Could an editor change the title accordingly?

To winter_blue: I tried to vote you up, but my account is apparently too young
(or perhaps not active enough?) for it to take effect.

------
sjsivak
This is an interesting update on Bartle's Taxonomy of Players
(<http://www.mud.co.uk/richard/hcds.htm>) from back in the MUD days. Sadly,
this article is a little dated if you check out the list of games used (Dark
Ages of Camelot, Star Wars Galaxies). I would love to see results from a
survey like this that used players from Farmville, Mafia Wars and Restaurant
City.

------
marknutter
I wrote an article about adding gaming components into your web app a few
weeks back if you're interested: [http://blog.areastudios.com/2010/01/14/make-
your-web-applica...](http://blog.areastudios.com/2010/01/14/make-your-web-
applications-addictive-5-lessons-to-learn-from-foursquare/)

------
dpritchett
Abstract: "An empirical model of player motivations in online games provides
the foundation to understanding and assessing how players differ from one
another and how motivations of play relate to age, gender, usage patterns and
in-game behaviors. In the current study, a factor analytic approach was used
to create an empirical model of player motivations. The analysis revealed 10
motivation subcomponents that grouped into 3 overarching components
(Achievement, Social, and Immersion). Relationships between motivations and
demographic variables (age, gender, and usage patterns) are also presented."

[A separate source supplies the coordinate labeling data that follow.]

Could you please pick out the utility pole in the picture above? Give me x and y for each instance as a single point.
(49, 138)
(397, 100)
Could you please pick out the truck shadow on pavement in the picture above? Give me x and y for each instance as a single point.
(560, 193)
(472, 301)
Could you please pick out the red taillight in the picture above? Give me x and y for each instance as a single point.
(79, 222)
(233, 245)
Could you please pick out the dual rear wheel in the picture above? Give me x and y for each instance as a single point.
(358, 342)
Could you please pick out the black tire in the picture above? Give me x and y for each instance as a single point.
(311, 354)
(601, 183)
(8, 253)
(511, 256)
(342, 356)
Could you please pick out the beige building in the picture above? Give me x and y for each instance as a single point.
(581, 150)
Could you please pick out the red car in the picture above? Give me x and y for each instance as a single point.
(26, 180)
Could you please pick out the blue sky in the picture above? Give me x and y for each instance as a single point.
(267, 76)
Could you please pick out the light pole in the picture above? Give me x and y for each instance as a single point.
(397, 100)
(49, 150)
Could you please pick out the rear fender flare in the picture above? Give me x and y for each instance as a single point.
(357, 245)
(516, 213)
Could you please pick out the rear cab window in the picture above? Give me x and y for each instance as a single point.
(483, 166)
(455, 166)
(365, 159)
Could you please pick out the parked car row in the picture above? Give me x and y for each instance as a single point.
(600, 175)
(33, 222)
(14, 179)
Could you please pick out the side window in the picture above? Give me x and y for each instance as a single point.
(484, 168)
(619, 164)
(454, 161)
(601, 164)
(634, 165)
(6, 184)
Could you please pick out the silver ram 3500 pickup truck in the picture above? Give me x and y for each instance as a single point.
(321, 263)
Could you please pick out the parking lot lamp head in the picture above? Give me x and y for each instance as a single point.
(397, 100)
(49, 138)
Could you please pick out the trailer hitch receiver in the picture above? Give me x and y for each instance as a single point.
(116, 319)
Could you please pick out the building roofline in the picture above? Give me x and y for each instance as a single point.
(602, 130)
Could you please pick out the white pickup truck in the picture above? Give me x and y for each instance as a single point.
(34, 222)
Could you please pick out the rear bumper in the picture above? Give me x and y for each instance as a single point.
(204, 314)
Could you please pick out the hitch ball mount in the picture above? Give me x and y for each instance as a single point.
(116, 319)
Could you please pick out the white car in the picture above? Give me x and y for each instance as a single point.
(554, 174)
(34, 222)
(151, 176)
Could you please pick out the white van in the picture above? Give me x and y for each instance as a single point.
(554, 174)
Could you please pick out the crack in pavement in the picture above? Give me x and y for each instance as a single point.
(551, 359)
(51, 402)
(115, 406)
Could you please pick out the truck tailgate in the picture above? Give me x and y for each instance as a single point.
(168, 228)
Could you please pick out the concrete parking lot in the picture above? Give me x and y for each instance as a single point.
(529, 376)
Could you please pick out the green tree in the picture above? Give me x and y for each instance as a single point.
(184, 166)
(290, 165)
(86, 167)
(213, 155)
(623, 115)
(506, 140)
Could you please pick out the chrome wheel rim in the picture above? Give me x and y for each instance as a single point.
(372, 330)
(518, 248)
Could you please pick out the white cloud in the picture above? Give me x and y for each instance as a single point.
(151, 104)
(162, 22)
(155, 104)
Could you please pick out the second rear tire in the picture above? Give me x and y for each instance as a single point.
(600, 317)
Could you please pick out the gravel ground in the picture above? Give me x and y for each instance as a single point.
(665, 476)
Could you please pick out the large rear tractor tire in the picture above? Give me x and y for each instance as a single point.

Nick Yee has run the Daedalus Project for years. I know and like it for its
insight into the demographics of MMO players:
<http://www.nickyee.com/daedalus/>

------
ntoshev
This paper gives you some structure if you think about integrating game
aspects in whatever you are doing.

Here is a link to the Google PDF Viewer if you don't want to deal with browser
extensions:

[http://docs.google.com/viewer?url=http%3A%2F%2Fwww.nickyee.c...](http://docs.google.com/viewer?url=http%3A%2F%2Fwww.nickyee.com%2Fpubs%2FYee%2520-%2520Motivations%2520\(2007\).pdf)